Depois de "gabaritar" todos os programas do SporTV, Bárbara foi convidada para apresentar o programa Central da Copa, em 2018, ao lado de Tiago Leifert.

"Eu fui totalmente pega de surpresa. Estava muito bem no SporTV, mas ainda estava dominando meu ambiente ali. Do nada, o Tiago Leifert me mandou um Whatsapp. Mas a foto de perfil do Whats dele não é uma foto. E quando ele falou: 'Oi, Bárbara, Tiago Leifert aqui'. Eu respondi: 'Tá bom, eu sou a Fernanda Gentil'. Achei que era alguém brincando. E aí ele perguntou se eu queria uma foto. Eu disse: 'Quero'. Ele me mandou uma foto dele com o crachá. Ridículo. Eu fiquei morrendo de vergonha", relembrou.

Pouco depois, Bárbara foi chamada para cobrir férias de Fernanda Gentil no Esporte Espetacular, mas não imaginava o que viria pela frente.

João Miguel/Globo João Miguel/Globo

"Mãe, agora eu posso dizer que deu certo"

Bárbara não imaginava que, após dez anos, Fernanda Gentil deixaria o Esporte Espetacular em dezembro de 2018. E muito menos que ela seria a substituta oficial.

"Foi o convite que mais me emocionou na vida. Eu não esperava. Tem uma frase que meus chefes, a Joana Timóteo e o Afonso, falaram: 'A gente não quer que você venha para imitar ou seguir a cartilha de alguém. Queremos que você seja você'. Aí, eu falei: 'Então vai ser fácil'. Eu amo ser quem eu sou. Se eu não preciso imitar ninguém, mudar minha essência, se eu não preciso me transformar em um personagem, acho que vou tirar de letra. Saí da sala deles falando isso", relembrou.

Minha história é essa aí, que está contada: todos os programas do SporTV, Central da Copa... Não fiz mais nada, não procurei nenhum outro emprego. A partir daí, pelo contrário, posso me dar ao luxo de dizer que recusei algumas propostas. E quando veio esse convite do 'Esporte Espetacular', eu liguei para a minha mãe e falei: 'Mãe, lembra que eu ia te ligar para dizer que deu certo? Agora eu posso dizer que deu certo".

João Miguel/Globo

Bárbara está feliz

Amanhã (6), Bárbara Coelho dará mais um passo nessa caminhada: comandará a estreia do novo estúdio, que representará uma nova fase do Esporte Espetacular.

"Vai ser um momento transformador, uma nova era.
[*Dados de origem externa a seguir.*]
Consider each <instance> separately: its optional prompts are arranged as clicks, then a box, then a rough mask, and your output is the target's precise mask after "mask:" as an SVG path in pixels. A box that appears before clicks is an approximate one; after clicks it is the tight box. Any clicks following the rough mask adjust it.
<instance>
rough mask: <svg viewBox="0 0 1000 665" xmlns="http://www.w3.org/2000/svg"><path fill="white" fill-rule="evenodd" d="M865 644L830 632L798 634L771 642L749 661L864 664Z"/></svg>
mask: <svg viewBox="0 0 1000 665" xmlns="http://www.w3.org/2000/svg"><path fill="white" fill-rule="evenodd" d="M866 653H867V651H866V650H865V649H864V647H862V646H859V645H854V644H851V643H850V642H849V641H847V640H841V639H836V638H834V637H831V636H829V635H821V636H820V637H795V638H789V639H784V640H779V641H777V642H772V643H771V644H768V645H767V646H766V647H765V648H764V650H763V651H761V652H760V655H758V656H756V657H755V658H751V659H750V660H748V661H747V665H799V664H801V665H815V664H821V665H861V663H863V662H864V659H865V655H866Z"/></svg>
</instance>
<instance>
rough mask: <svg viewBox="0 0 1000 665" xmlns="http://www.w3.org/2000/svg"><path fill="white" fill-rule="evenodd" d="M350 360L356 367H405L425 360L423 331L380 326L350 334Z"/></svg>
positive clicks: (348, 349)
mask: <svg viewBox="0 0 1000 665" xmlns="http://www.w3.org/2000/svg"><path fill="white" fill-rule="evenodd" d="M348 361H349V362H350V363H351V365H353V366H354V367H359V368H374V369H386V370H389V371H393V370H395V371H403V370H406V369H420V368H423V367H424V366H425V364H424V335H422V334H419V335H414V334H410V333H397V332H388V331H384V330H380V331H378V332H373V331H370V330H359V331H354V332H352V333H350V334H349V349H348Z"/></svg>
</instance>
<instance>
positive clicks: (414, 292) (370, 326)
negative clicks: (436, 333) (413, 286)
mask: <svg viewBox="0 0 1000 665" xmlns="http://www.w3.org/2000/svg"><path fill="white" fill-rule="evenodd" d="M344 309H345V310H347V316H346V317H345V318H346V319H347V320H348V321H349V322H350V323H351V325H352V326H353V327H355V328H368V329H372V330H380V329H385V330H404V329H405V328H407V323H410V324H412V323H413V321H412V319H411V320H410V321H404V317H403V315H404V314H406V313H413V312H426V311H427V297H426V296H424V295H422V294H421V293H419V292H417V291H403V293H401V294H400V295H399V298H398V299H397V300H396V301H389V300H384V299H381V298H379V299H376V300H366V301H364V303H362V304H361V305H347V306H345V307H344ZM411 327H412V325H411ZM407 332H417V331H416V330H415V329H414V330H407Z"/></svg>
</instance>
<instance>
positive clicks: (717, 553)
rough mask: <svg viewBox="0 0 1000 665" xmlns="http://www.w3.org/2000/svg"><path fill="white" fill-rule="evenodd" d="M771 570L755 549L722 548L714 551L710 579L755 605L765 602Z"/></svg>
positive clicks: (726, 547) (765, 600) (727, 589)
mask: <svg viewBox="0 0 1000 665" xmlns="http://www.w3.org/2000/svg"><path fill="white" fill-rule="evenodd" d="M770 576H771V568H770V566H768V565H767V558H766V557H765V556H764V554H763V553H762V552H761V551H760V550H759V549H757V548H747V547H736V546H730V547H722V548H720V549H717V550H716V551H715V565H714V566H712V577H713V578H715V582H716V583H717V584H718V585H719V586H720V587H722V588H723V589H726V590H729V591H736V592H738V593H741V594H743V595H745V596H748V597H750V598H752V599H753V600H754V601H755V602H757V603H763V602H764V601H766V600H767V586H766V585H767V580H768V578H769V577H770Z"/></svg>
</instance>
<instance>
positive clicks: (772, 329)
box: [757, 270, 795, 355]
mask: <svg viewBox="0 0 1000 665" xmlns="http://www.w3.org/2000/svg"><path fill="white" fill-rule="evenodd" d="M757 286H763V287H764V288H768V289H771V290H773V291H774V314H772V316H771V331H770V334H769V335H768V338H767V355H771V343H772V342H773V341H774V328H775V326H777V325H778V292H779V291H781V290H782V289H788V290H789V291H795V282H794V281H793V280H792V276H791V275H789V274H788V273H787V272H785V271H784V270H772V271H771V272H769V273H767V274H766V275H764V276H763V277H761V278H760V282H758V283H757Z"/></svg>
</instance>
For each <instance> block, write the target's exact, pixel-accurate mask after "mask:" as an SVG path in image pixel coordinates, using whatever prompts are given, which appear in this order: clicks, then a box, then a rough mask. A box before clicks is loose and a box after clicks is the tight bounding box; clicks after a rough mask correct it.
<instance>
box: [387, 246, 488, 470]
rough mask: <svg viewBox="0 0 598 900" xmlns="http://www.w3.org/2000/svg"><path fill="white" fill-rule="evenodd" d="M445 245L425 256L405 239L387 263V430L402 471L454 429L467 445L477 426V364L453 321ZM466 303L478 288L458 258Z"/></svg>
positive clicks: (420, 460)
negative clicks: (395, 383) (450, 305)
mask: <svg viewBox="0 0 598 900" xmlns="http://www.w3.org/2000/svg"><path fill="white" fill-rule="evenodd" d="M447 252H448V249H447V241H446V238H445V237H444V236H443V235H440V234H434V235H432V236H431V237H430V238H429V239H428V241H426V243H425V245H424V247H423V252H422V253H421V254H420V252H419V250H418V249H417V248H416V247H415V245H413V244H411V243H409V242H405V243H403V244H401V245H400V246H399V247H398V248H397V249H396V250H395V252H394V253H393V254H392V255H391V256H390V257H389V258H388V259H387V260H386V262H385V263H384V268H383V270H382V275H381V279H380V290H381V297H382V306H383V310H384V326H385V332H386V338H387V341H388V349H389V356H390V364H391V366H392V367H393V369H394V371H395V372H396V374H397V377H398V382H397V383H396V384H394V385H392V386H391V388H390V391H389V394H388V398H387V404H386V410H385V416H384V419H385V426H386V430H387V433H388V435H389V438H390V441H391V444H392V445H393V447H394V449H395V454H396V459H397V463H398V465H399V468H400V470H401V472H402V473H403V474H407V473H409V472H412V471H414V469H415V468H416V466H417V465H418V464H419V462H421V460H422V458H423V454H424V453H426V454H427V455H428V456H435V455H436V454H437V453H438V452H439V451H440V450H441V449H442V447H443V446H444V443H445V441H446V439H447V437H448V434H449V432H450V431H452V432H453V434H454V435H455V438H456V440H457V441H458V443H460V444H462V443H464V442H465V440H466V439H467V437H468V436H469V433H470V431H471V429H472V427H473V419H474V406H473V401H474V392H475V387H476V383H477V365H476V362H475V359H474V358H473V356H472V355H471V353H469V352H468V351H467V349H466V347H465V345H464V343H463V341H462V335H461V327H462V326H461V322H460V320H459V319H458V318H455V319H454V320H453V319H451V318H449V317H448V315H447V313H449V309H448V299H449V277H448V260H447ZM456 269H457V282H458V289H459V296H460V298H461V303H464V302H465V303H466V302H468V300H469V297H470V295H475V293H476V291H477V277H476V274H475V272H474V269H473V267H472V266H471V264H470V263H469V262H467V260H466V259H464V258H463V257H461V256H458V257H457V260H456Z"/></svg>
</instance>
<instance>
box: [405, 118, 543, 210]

Eu acho que a gente vai olhar para o Esporte Espetacular como um novo programa, uma nova cara. Vai ter café da manhã, vai ter plateia, entrevista com várias pessoas no estúdio, música... É quase um programa de entretenimento. Mas, óbvio, a gente tem uma veia jornalística que a gente não deve perder tão cedo", comentou.

Feliz! Depois de tudo isso, Bárbara, enfim, sossegou. Ela considerou que chegou onde queria e, no futuro, vislumbra a própria evolução como pessoa e profissional.

"Não me vejo em um lugar, mas eu me vejo em movimento. Não me vejo em uma posição específica daqui cinco ou dez anos. Eu me vejo uma pessoa melhor, uma profissional melhor e é isso que eu busco".